This movie masquerades as a murder mystery, but is actually a Battle of the Sexes screwball comedy of the first water.
Bill Reardon has been pressured by his unrelenting wife, Sally, to quit his job as a detective for the District Attorney's office and open his own private detective agency. After several months, he has no clients, and is broke. He finally admits defeat and goes back to working for the DA, intending to close the office the next day, and leaving his wife to manage it. At the last minute, though, a client, Mrs. Fraser, comes into the detective agency. Desperate for income, Sally masquerades as "Operative 7" and convinces Mrs. Fraser to give her the case.
The rest of the movie is the rivalry between Sally and Bill, each trying to top the other at solving the same case. The inexperienced Sally's methods are extremely unorthodox, to say the least, and usually end up backfiring on her as they lead her at full tilt on a merry chase through a web of gambling, blackmail and murder. Bill's methods are more traditional, and he has all the horsepower of the local police department at his disposal, but somehow he always ends up, involuntarily and much to his chagrin, following a trail that Sally has blazed earlier.

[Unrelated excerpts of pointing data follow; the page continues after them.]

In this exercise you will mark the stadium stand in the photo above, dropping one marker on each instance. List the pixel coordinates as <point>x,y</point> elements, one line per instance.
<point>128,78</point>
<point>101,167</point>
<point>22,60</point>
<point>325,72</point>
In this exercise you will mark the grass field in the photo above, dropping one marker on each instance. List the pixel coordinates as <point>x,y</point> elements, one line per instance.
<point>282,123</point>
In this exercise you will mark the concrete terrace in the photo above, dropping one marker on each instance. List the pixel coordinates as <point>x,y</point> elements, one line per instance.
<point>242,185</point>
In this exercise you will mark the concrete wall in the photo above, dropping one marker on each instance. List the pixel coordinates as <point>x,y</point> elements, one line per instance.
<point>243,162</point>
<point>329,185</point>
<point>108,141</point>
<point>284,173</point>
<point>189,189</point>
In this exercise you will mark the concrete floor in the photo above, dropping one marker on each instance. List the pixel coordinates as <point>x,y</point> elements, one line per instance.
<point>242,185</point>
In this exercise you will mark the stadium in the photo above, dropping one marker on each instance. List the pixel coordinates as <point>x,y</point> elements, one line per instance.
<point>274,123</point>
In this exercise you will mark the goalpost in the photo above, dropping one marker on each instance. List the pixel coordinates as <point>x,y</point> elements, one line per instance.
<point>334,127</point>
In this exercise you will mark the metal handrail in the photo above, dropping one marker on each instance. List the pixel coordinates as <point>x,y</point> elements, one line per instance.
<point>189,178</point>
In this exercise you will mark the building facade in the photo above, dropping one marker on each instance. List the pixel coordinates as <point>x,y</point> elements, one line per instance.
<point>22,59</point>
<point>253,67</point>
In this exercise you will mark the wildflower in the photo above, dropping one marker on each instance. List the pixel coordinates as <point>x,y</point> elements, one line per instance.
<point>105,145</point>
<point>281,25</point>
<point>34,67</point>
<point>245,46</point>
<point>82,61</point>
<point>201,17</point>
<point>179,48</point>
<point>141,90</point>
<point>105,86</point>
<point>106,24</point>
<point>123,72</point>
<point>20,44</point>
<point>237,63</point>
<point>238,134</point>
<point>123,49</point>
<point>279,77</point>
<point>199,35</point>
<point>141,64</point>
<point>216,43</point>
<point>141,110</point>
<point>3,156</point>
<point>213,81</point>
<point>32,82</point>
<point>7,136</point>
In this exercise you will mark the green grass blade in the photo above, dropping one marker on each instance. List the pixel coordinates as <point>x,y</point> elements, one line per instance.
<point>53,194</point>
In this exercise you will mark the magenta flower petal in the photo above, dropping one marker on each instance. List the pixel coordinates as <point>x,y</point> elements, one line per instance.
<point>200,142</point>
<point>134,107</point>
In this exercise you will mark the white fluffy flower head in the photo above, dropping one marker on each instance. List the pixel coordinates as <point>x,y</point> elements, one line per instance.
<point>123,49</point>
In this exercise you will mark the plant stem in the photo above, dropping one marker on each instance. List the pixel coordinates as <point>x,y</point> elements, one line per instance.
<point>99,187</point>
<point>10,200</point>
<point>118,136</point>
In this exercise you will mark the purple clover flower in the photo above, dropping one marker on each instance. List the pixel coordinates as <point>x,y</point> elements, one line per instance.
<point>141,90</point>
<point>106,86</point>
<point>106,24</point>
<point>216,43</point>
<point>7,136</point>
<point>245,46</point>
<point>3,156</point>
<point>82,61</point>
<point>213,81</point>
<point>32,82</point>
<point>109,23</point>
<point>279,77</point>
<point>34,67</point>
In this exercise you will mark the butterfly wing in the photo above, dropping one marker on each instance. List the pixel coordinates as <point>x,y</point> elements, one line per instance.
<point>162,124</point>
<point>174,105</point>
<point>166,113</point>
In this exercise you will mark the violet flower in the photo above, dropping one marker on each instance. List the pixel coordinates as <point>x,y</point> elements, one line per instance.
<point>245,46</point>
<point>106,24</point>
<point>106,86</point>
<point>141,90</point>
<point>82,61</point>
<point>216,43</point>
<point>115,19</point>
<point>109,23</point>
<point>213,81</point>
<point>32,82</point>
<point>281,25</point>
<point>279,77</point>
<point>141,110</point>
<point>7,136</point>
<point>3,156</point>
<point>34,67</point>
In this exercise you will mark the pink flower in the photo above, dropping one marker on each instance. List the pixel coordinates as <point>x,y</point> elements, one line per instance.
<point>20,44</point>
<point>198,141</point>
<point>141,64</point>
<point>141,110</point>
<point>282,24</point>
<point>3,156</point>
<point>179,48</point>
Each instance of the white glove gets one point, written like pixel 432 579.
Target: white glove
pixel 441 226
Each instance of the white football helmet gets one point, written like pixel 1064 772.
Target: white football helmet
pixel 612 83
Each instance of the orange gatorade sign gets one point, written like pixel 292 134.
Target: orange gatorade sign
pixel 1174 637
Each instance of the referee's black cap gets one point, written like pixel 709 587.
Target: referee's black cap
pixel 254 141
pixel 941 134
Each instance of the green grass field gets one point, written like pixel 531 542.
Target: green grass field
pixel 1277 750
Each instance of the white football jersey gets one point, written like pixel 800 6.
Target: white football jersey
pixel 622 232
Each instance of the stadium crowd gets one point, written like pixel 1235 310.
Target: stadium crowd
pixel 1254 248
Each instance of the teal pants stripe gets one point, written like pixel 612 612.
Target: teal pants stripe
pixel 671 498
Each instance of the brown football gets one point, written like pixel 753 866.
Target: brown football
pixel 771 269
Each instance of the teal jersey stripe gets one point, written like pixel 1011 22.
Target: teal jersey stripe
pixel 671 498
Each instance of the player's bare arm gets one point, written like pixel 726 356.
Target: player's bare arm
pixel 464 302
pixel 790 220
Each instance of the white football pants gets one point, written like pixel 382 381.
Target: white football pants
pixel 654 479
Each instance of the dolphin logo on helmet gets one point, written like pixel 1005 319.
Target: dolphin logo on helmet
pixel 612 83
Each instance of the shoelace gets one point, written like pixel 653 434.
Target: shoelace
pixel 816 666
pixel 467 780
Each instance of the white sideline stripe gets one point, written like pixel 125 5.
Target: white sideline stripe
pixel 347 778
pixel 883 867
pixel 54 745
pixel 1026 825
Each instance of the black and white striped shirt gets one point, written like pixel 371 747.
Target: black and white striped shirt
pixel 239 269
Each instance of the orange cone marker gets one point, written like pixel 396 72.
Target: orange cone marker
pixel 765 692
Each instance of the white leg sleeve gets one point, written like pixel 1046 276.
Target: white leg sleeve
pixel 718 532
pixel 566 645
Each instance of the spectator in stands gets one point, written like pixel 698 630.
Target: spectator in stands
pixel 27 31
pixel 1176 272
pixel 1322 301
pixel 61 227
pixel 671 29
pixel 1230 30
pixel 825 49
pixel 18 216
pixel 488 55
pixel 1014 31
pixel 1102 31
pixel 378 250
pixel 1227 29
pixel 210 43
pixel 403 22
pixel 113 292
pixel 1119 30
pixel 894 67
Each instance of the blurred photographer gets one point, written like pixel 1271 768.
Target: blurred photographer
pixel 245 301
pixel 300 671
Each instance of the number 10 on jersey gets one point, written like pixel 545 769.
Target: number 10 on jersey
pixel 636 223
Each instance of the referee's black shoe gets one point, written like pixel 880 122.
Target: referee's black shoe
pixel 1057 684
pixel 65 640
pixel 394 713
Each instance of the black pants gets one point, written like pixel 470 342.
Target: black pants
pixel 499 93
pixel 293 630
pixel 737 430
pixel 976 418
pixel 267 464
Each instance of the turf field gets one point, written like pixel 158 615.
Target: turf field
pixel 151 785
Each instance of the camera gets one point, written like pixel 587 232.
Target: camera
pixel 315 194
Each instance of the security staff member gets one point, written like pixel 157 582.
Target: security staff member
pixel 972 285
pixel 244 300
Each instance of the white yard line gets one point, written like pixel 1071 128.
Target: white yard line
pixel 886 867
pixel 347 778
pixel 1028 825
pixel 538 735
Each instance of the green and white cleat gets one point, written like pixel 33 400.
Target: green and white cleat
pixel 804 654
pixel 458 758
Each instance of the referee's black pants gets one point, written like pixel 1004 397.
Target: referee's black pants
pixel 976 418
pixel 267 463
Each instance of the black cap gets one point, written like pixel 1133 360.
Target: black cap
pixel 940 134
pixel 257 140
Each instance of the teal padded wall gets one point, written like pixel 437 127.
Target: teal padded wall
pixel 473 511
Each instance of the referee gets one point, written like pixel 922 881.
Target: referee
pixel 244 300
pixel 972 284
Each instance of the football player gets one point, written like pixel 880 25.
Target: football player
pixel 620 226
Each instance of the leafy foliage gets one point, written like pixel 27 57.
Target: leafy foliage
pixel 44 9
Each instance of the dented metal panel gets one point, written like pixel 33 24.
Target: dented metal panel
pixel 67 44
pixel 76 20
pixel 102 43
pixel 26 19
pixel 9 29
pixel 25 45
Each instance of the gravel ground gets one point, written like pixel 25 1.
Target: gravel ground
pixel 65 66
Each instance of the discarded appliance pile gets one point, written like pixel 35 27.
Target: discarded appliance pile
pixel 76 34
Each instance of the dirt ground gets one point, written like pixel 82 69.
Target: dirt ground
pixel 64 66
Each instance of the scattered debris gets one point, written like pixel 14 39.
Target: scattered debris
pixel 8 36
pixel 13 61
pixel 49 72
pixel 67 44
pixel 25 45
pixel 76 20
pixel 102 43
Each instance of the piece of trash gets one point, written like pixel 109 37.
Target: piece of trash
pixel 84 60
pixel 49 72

There is a sequel to this film, "There's That Woman Again," this time with Virginia Bruce in the part of Sally.
Who could imagine any more urbane, sophisticated man of the world than Melvyn Douglas in "Ninotchka?" Here, as Bill Reardon, he is just as handsome, but ends up coming off as somewhat of a boob, rather easily manipulated by his wife's scheming machinations, and constantly at the end of his rope over them. This shows off his talent for comedy even better than his role in "Ninotchka" can.
Bumbling foil or not, he does end up being the one to solve the crime in the end, though.
Mary Astor is quite watchable as Mrs. Fraser, playing a hard-edged role of the type she is so good in, chilly and mysterious, but with aspects of a vulnerable victim at the same time.
Joan Blondell somehow manages to play the screwball heroine, Sally Reardon, without any of the cloying suffocation of Ida Lupino in "Lone Wolf Spy Hunt" or the stark frightfulness and outright psychosis of Katharine Hepburn in "Bringing Up Baby." I could never understand what any man would see in either of the latter two. I would run as far as I could, as fast as I could, in the opposite direction from both of them. But Blondell retains an allure and a lovableness throughout all her antics, in spite of her headstrong, independent, disruptive ways. It is pretty easy to understand why Bill puts up with everything he does from her, and still wants her back after each debacle.
When Joan Blondell is funny, she is really quite excellent at it. And this is the best I've seen of her, rivaling "Topper Returns," or perhaps even outdoing her performance there. (Although admittedly I have only seen a fraction of the 59 movies she made in the 1930s -- an average of 6 movies a year!) She is clearly the centerpiece of this comedy, and handles it masterfully, never dropping the ball, and leading the viewer around by the nose just as easily and continuously as she does her husband.
But the real incandescence of this film is the unexpected zingers that are delivered, usually off-hand, and usually as the wrap-up of a scene. They are always unexpected, very clever, and made me laugh out loud on many more than a couple of occasions. Watch closely for them all, as they are easy to miss. They are every bit as witty as anything in any of the Thin Man or Boston Blackie movies.
A very funny movie.
(One warning: those who are sensitive to any allusion to spousal physical abuse, however playful, will not enjoy this movie.)